Purpose:: Convert HTML to markdown or plaintext using html2text and markdownify.

pyfetcher.extractors.convert.html_to_markdown(html)[source]¶

Convert HTML to Markdown using markdownify.

Parameters:: html (str) – Raw HTML string.
Returns:: Markdown-formatted text.
Return type:: str

pyfetcher.extractors.convert.html_to_plaintext(html)[source]¶

Convert HTML to plaintext using html2text.

Parameters:: html (str) – Raw HTML string.
Returns:: Plaintext with basic formatting preserved.
Return type:: str

Article metadata extraction for pyfetcher.extractors.

Purpose:: Extract article-specific metadata (author, publish date, summary) using newspaper3k for news articles.

class pyfetcher.extractors.article.ArticleMeta(title=None, authors=<factory>, publish_date=None, summary=None, top_image=None, keywords=<factory>)[source]¶

Extracted article metadata.

Parameters:

title (str | None)
authors (list[str])
publish_date (str | None)
summary (str | None)
top_image (str | None)
keywords (list[str])

pyfetcher.extractors.article.extract_article_metadata(html, *, url)[source]¶

Extract article metadata using newspaper3k.

Parameters:

html (str) – Raw HTML string.
url (str) – The article URL (required by newspaper3k).

Returns:

An ArticleMeta with extracted fields.

Return type:

ArticleMeta

Media file metadata extraction for pyfetcher.extractors.

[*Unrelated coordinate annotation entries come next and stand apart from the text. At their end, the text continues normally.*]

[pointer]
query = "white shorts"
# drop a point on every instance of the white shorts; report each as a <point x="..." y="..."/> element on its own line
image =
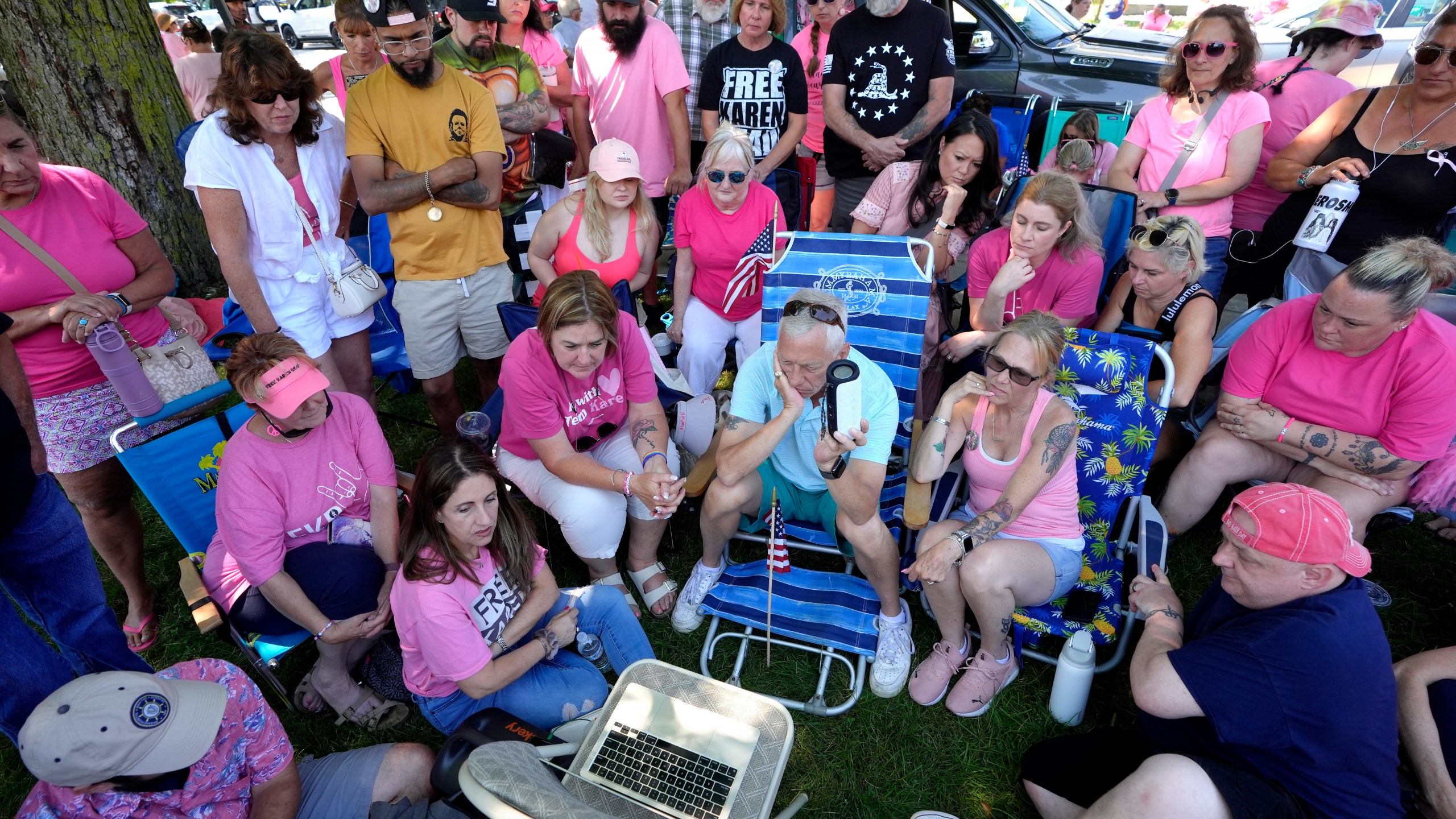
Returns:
<point x="305" y="312"/>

Purpose:: Extract metadata from media files: audio (mutagen), video (pymediainfo), images (exifread), and PDFs (pypdf). Returns a unified dict.

pyfetcher.extractors.media_meta.extract_media_metadata(file_path)[source]¶

Extract metadata from a media file based on its type.

Dispatches to the appropriate library based on file extension.

Parameters:: file_path (str | Path) – Path to the media file.
Returns:: A dictionary of extracted metadata.
Return type:: dict[str, Any]